Qatten: A General Framework for Cooperative Multiagent Reinforcement Learning
Yaodong Yang, Jianye Hao, Ben Liao, Kun Shao, Guangyong Chen, Wulong Liu, Hongyao Tang
TL;DR
This work introduces Qatten, an attention-based framework for decomposing the global MARL Q-value into agent-wise components. It provides a theoretical expansion of $Q_{tot}$ in terms of per-agent $Q^{i}$ and implements a practical multi-head attention mixer that respects the IGM property for tractable decentralized optimization. Empirical results on StarCraft II SMAC show Qatten achieving state-of-the-art or competitive performance across easy, hard, and super-hard scenarios, with attention analyses offering interpretability into per-agent contributions. The approach advances both the theoretical understanding of global-to-local Q-value coupling and the practical capability to coordinate large multiagent systems studied in challenging benchmarks.
Abstract
In many real-world tasks, multiple agents must learn to coordinate with each other given their private observations and limited communication ability. Deep multiagent reinforcement learning (Deep-MARL) algorithms have shown superior performance in such challenging settings. One representative class of work is multiagent value decomposition, which decomposes the global shared multiagent Q-value $Q_{tot}$ into individual Q-values $Q^{i}$ to guide individuals' behaviors, i.e.
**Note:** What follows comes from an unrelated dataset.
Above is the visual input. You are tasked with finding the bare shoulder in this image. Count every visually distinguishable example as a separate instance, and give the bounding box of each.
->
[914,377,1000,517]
VDN imposing an additive formation and QMIX adopting a monotonic assumption using an implicit mixing method. However, most of the previous efforts impose certain assumptions between $Q_{tot}$ and $Q^{i}$ and lack theoretical groundings. Besides, they do not explicitly consider the agent-level impact of individuals to the whole system when transforming individual $Q^{i}$s into $Q_{tot}$. In this paper, we theoretically derive a general formula of $Q_{tot}$ in terms of $Q^{i}$, based on which we can naturally implement a multi-head attention formation to approximate $Q_{tot}$, resulting in not only a refined representation of $Q_{tot}$ with an agent-level attention mechanism, but also a tractable maximization algorithm of decentralized policies. Extensive experiments demonstrate that our method outperforms state-of-the-art MARL methods on the widely adopted StarCraft benchmark across different scenarios, and attention analysis is further conducted with valuable insights.